Residents Evacuate Mertz Hall After Flooding

January 3, 2021

Mertz Hall, a residence hall in the College Avenue Cluster, flooded on Nov. 12, causing approximately 30 residents living on the north side to relocate. 

According to Mertz residents Sara Yun ʼ23 and Johanna Lee ʼ23, this was not the first time Mertz has flooded this semester. Mertz residents called Public Safety and maintenance on Sept. 30 to report a flooding bathroom.
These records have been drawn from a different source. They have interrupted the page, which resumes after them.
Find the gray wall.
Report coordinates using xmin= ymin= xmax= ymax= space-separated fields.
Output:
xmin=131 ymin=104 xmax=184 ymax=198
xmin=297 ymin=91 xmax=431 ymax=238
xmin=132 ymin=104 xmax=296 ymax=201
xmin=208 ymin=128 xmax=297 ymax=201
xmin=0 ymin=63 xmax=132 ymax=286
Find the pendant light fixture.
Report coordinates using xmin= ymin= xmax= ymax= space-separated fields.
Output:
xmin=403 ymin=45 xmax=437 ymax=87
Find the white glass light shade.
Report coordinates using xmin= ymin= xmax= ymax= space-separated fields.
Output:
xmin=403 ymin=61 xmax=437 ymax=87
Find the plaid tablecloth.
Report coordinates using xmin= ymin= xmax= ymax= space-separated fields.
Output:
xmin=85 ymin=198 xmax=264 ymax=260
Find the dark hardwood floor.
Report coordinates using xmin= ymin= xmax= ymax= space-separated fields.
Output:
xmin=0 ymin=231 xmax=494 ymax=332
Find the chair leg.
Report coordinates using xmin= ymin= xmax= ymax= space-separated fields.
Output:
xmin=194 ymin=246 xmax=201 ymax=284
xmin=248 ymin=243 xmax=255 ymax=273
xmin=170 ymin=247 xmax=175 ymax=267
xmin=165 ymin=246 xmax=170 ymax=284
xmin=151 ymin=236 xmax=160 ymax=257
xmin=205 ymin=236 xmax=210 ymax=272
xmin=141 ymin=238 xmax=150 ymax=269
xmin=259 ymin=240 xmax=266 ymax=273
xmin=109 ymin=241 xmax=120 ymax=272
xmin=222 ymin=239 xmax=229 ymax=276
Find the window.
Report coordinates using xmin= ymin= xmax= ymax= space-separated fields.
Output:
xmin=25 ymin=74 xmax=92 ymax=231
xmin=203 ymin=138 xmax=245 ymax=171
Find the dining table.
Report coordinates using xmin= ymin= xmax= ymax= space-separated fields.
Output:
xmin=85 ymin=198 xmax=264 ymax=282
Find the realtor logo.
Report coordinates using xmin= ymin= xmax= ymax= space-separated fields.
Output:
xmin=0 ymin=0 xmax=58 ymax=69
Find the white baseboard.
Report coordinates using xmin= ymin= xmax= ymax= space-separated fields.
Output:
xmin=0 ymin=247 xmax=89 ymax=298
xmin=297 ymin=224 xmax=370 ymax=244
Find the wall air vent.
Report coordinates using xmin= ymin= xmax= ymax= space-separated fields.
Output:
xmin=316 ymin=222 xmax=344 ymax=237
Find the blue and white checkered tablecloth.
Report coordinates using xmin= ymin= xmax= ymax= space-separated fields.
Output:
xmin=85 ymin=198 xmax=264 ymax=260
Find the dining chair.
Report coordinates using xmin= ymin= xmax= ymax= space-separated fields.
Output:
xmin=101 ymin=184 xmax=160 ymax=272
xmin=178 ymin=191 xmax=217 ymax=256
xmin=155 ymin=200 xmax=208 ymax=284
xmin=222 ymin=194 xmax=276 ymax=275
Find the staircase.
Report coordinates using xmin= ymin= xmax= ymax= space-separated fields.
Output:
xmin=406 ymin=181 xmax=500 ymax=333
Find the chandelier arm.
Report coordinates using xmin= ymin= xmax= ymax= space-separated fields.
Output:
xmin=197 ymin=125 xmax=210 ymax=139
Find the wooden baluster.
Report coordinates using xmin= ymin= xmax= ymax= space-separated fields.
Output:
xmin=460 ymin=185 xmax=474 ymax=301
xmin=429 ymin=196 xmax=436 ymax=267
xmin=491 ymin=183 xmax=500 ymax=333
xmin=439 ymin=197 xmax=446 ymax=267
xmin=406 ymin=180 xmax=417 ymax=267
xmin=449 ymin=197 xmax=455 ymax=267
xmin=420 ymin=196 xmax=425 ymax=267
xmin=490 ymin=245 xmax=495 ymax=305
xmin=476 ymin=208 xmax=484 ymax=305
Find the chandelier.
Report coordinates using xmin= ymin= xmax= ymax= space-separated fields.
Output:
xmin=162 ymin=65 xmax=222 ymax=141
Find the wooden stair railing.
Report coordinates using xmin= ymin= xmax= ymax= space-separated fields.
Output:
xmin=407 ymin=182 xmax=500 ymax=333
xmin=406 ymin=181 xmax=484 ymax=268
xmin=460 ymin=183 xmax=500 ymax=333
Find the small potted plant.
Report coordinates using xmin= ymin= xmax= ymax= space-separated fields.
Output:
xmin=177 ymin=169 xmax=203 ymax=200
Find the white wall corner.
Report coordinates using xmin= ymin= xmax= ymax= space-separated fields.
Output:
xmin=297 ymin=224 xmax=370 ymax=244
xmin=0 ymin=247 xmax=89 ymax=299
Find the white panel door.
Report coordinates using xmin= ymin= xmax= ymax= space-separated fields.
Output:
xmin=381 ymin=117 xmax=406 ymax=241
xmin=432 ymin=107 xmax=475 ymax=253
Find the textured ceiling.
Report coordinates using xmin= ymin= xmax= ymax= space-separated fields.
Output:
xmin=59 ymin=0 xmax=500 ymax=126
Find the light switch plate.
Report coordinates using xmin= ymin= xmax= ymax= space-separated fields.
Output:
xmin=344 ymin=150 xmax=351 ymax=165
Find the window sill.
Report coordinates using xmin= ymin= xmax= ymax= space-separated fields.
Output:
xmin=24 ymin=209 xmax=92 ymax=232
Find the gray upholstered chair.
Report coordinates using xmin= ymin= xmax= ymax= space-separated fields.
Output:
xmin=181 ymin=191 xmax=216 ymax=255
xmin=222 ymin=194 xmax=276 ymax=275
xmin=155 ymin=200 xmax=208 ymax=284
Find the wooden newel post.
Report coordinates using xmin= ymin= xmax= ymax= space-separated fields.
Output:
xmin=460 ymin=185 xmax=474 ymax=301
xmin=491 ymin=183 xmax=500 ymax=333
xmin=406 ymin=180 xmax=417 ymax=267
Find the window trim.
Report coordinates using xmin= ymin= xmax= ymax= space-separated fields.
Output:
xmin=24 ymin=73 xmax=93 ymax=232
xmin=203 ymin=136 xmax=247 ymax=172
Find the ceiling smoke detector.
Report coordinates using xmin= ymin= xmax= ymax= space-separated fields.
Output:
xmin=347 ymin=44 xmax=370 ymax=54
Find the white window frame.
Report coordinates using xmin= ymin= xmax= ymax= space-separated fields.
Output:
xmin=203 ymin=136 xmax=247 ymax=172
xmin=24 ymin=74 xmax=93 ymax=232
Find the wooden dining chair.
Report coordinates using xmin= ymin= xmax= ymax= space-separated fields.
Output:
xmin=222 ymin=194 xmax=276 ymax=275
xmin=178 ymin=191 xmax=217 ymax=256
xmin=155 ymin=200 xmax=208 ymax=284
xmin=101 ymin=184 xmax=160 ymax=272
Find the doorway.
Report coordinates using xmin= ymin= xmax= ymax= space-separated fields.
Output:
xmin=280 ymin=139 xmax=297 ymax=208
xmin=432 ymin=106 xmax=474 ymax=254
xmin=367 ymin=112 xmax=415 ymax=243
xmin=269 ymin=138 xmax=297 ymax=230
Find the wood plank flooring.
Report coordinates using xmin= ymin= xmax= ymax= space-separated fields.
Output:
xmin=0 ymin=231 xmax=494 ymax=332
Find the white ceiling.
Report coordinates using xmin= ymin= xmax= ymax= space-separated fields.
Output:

In an email to The Phoenix, Director of Maintenance James Adams wrote that a blockage in the 4-inch diameter underground pipe that carries wastewater from Mertz to the sanitary sewer system caused floods in restroom facilities on the north side of the building. The maintenance team arrived the morning after the flood and shut down the bathrooms on the north side of the building, cleared out the pipes, and reopened the bathrooms. 

There was another flood in the same area, however, a couple of weeks later. Each time there was a flood, the EVS and Maintenance departments cleaned up and sanitized the affected areas. 

The most damaging flood that caused students to move out began on Thursday, November 12. 

“The most recent flood was the worst of them all … the boys and girls bathrooms were connected, [in earlier floods, the water would] start in the girls’ bathroom and then go into the boys’, and then it would go into the carpets, but this time [the water] went throughout the hallways,” Yun recalled. 

At approximately 5 p.m. Thursday, students noticed the first signs of flooding — water pooling on the floor. The RCC in the building, Ben Shalk, called PubSafe, but no one came to fix the issue. According to Yun, by 7 p.m., the bathrooms were unusable; both the toilets and showers were flooded. At approximately 9 p.m., dorm room carpets on multiple floors on the north side were soaked with water.

“We had to knock on people’s doors and [tell them that] there’s water coming, you should probably get ready to stop the water,” said Yun.

At approximately 1 a.m. on Friday, EVS technicians came to vacuum up the water. 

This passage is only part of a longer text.